While it can certainly be argued that the entire capitalist system of modern publication is something that needs to be revamped, leftist thought has never involved denying workers the right to make a living. Writers provide an essential service, creating stories that entertain, educate, and inspire us. If writers cannot make a living, these stories will cease to exist. And in our current society, if publishers deem certain books unprofitable, those authors will lose their contracts, those books will cease to be published. Writer Maggie Stiefvater most famously planted a fake pirated copy of the fourth book in her Raven Boys series after piracy took its toll on the sales of the third book. When would-be pirates downloaded the fourth book and found it incomplete (with a message at the end the portion regarding the impact of piracy), they were forced to purchase the book outright, and sales of that book far outpaced those of the third. When we download books illegally, not only do our favorite authors lose the ability to make a living, we may lose the ability to read these authors’ books at all.

So, you understand that authors are not rich, and you don’t want them to lose money, but you still can’t afford books. What can you do? In the year 2020, if you live in the English speaking world, there are a great number of ways to access books online without violating authors’ copyrights or interfering with their ability to make a living. If your town doesn’t have a good old fashioned brick and mortar library, or your library’s selection is limited, most libraries now allow for the borrowing of e-books. Libby, for instance, is an app that lets you connect to libraries all over the country and will give you access to potentially millions of e-books for free. You are not limited to simply one library either — you can sign into multiple libraries with one device. Again, Libby is entirely free (I’m not being paid to plug Libby, I promise, I am just a big fan!), and because libraries have contracts with publishers that grant them legal licenses for the books that are in their systems, authors get paid when you use the service. Aside from Libby there are services such as Scribd which are relatively low cost — a subscription to Scribd costs $9.99 a month and grants access to thousands of e-books and audiobooks. And of course, any books that are already in the public domain are freely available on a multitude of sites.

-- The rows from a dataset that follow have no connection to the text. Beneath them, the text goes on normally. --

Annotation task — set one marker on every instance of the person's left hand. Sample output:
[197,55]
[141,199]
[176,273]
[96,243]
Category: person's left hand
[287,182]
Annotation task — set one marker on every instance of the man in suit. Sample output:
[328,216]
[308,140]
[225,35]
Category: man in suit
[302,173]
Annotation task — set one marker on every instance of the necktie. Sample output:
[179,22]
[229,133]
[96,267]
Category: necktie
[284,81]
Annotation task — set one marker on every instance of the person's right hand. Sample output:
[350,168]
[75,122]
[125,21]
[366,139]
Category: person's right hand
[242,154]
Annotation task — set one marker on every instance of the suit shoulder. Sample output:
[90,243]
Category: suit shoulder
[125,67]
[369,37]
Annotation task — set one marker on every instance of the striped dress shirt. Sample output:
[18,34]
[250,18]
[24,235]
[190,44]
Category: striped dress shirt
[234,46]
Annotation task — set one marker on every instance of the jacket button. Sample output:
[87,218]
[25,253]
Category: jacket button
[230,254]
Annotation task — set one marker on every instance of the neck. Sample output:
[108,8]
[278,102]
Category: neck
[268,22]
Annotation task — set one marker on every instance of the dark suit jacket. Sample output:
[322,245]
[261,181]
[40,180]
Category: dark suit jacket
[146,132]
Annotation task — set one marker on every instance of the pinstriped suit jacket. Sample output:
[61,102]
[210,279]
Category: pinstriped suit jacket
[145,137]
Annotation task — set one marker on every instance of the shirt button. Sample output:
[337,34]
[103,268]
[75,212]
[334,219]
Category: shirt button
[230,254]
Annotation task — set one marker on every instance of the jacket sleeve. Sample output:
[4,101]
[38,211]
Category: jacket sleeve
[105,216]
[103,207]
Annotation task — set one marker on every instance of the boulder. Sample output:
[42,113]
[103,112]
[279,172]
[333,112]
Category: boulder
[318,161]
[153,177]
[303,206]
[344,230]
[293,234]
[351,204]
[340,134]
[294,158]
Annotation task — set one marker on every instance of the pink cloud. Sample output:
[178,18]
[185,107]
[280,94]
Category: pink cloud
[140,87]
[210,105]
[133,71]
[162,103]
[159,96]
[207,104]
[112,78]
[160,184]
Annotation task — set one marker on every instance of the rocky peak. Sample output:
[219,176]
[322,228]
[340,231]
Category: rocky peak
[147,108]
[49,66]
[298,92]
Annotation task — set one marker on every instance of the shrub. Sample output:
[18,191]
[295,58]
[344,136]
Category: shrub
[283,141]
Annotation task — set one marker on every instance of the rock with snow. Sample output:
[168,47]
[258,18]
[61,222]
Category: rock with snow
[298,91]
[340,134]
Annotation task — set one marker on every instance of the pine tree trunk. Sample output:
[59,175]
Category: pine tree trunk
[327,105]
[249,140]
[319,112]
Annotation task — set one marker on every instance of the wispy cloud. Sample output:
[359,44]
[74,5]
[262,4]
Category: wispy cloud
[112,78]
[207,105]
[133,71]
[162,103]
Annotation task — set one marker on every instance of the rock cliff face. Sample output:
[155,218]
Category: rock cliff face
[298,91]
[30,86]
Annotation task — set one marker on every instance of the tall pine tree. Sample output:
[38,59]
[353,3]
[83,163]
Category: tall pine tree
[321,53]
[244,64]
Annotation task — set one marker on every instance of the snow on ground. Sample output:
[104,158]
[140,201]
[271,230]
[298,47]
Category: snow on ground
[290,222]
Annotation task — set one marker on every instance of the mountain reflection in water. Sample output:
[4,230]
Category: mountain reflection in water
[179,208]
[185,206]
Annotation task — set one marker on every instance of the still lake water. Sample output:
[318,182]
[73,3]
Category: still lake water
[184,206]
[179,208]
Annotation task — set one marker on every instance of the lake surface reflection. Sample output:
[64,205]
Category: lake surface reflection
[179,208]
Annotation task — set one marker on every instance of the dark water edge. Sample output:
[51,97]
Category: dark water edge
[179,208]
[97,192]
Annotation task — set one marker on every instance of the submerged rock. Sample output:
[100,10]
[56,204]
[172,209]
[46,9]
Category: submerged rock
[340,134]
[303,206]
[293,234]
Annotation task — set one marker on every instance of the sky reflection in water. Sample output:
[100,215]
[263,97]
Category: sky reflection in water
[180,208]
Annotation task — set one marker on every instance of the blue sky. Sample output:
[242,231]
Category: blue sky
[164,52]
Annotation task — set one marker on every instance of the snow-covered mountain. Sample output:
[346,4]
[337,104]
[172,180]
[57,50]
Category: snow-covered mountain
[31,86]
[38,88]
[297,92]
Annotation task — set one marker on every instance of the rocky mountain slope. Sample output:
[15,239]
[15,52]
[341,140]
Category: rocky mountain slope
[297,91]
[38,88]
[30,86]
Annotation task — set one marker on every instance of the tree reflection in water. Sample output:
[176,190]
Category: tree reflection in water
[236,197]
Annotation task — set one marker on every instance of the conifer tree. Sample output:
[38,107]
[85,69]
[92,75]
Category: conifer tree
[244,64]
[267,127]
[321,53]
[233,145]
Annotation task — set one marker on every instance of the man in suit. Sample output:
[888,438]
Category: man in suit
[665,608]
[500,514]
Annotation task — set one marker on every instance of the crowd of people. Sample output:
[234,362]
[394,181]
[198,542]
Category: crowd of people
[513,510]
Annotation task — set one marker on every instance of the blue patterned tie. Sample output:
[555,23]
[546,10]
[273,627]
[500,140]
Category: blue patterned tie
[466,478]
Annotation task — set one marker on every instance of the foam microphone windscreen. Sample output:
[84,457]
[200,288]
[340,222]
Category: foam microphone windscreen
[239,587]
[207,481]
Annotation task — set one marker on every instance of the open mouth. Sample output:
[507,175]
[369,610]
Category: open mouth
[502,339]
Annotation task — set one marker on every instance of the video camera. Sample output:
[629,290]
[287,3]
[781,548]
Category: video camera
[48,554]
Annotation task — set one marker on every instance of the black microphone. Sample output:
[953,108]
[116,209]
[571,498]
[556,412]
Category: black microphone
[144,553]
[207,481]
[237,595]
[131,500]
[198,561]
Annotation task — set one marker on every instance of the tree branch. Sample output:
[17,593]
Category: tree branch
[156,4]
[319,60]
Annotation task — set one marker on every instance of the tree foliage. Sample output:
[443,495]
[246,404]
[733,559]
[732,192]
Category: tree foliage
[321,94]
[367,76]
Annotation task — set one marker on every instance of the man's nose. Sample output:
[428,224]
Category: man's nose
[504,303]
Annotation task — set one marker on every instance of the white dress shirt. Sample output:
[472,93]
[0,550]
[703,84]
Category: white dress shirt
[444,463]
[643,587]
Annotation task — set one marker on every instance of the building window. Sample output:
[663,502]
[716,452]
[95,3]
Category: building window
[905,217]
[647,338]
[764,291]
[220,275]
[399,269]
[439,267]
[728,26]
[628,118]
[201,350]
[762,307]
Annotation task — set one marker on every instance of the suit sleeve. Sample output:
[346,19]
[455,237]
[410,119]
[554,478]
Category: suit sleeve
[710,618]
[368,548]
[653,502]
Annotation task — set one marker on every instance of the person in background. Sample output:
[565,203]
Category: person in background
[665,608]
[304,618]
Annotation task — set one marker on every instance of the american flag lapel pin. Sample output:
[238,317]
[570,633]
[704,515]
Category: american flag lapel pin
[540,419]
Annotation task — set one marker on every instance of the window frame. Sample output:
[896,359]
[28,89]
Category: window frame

Perhaps one day society will be remade and artists will be supported by state funding or endowments for the arts, and books, artwork, movies, and music will all be available to everyone at no cost. Certainly writers and artists would be the first ones to rejoice if there were a way to ensure that  not only would they be fairly compensated for their work, their work could reach an even broader audience. In the meantime though, we do not yet live in that society. It is cruel to argue that writers should have no control over the products of their own labor. And while there are some writers today who are willing to write for the sake of it (I’m receiving no money for writing this blog, after all), and who will freely disseminate their work, it is unfair to expect writers to do this on a regular basis while maintaining consistent output and professional standards. If we think of authors as workers, writing as labor, and books as the fruits of that labor, then taking books away from the writers who created them and giving them nothing in return, is hardly a progressive stance. What’s even more shameful is treating authors as the enemy because they have the audacity to ask that people not pirate. Authors are simply people trying to make a living. Speak out against an unjust system, against publishers, Amazon, big box stores, but authors? All authors want is some small compensation for their labor, and if that makes them the enemy, then so is anyone else who refuses to work for free.